24.10.2020 17:39 Uhr - 1. Bundesliga - PM FAG, red

Frauen von Frisch Auf Göppingen in Quarantäne

Aleksandar KnezevicAleksandar Knezevic
Quelle: Frisch Auf Frauen
Aufgrund der stark steigenden Infektionszahlen hatte die Partie zwischen der HSG Bensheim/Auerbach und den Frauen von frisch Auf Göppingen am heutigen Samstag vorsorglich ohne Zuschauer stattfinden sollen.
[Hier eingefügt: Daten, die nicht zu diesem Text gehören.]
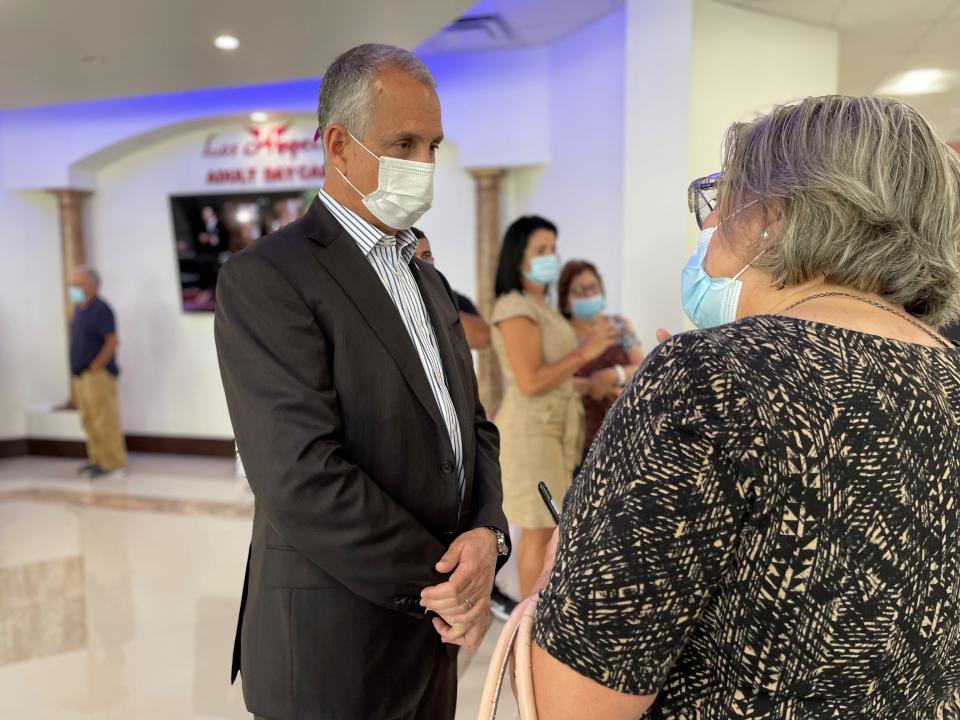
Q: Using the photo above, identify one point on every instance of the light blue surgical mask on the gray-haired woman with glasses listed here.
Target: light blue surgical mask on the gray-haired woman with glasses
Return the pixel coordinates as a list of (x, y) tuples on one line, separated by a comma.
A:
[(708, 301)]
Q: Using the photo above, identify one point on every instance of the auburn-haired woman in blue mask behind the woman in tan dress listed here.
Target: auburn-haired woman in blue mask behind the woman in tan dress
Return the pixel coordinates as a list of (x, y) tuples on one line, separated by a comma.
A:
[(599, 382)]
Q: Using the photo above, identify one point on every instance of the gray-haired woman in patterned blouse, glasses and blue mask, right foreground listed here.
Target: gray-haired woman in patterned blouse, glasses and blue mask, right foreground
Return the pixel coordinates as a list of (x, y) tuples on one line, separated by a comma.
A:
[(767, 524)]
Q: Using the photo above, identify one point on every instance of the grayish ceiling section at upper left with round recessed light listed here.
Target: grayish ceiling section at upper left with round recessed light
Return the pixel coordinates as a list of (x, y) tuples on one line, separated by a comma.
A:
[(157, 46)]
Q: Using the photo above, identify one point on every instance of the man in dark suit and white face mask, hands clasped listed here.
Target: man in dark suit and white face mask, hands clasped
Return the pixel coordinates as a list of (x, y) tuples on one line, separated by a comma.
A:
[(378, 525)]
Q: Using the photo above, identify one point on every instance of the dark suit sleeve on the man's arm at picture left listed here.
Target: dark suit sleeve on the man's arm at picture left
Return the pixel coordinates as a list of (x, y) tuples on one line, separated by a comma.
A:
[(285, 414)]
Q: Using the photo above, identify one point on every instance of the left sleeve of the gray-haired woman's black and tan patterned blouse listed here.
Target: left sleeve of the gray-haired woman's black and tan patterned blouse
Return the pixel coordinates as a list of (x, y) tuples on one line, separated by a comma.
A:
[(649, 525)]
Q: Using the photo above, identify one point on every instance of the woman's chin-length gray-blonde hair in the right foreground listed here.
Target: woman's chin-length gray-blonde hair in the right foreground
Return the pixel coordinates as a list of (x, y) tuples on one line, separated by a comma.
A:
[(867, 194)]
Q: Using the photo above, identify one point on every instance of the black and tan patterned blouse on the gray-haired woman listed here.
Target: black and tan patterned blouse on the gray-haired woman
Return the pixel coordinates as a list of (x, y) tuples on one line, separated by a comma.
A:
[(768, 526)]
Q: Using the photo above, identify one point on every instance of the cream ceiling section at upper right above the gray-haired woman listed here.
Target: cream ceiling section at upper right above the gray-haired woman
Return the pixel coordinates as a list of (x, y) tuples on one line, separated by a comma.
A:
[(882, 38)]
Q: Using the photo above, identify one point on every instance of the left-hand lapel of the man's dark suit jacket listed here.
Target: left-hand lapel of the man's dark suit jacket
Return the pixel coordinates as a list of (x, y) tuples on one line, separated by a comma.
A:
[(343, 259)]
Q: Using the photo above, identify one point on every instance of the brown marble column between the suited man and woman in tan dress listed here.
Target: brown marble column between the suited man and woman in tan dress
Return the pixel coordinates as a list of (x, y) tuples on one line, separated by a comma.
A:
[(488, 251)]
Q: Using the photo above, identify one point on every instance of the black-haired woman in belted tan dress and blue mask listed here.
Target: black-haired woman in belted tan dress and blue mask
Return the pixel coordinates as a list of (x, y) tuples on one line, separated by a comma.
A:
[(541, 417)]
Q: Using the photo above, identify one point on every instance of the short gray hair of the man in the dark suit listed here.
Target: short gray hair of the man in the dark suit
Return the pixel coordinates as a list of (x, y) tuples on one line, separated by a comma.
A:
[(345, 94)]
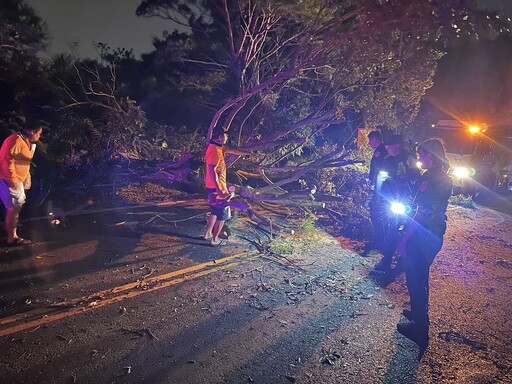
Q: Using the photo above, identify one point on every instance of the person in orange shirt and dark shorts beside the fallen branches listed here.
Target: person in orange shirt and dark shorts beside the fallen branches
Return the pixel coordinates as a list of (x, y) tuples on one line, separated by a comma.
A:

Am Freitagabend musste sie aber kurzfristig ganz abgesagt werden, da - wie der Verein bestätigte - im Team der Frisch Auf Frauen eine Spielerin positiv auf das Coronavirus getestet worden ist. "Das Göppinger Gesundheitsamt hat für die gesamte Mannschaft eine Quarantäne angeordnet", so FAG.

"Leider ist nun bei uns vorgekommen, was in jüngster Zeit im Sportbereich immer häufiger zu lesen war: dass Spiele wegen Coronafällen nicht ausgetragen werden können", sagt Aleksandar Knezevic. "Der Trainer und der Geschäftsführer der Frisch Auf Frauen verweist auf die 2. Bundesliga der Männer. Dort habe es aufgrund positiver Coronabefunde am vergangenen Mittwoch gleich vier Spielausfälle gegeben", so die Göppingerinnen.

"Beim Göppinger Bundesligateam trat somit der Fall, den sich niemand gewünscht hatte. Der Punktspiel- und Trainingsbetrieb muss vorerst ruhen. Die Gesundheit stehe jedoch an erster Stelle und so hofft man bei den Verantwortlichen, dass sich keine schlimmen Symptome bei der betroffenen Spielerin zeigen und dass das Virus nicht noch weitere Kreise in der Mannschaft zieht", so der Frauenbundesligist.

"Je nachdem, was die weiteren Testungen ergeben und wie lange die Quarantäne andauert, könnten noch weitere Spiele der Frisch Auf Frauen von einer Absage betroffen sein. Akut gefährdet ist zumindest das nächste Heimspiel am Samstag, 31. Oktober gegen die HSG Bad Wildungen", so der Verein, der zudem anfügt: "Wann die Partie der Frisch Auf Frauen in Bensheim nachgeholt wird, steht noch nicht fest."

Auch das erste Heimspiel der Göppinger Drittligamannschaft gegen den TV Nellingen an diesem Sonntag, 25. Oktober wurde von den Verantwortlichen abgesagt. "Da es zwischen einigen Spielerinnen der zweiten Mannschaft und dem Bundesligateam gemeinsame Trainingseinheiten gab und man hier weder die Mannschaften, noch die Zuschauern irgendeinem Risiko aussetzen möchte", so Frisch Auf.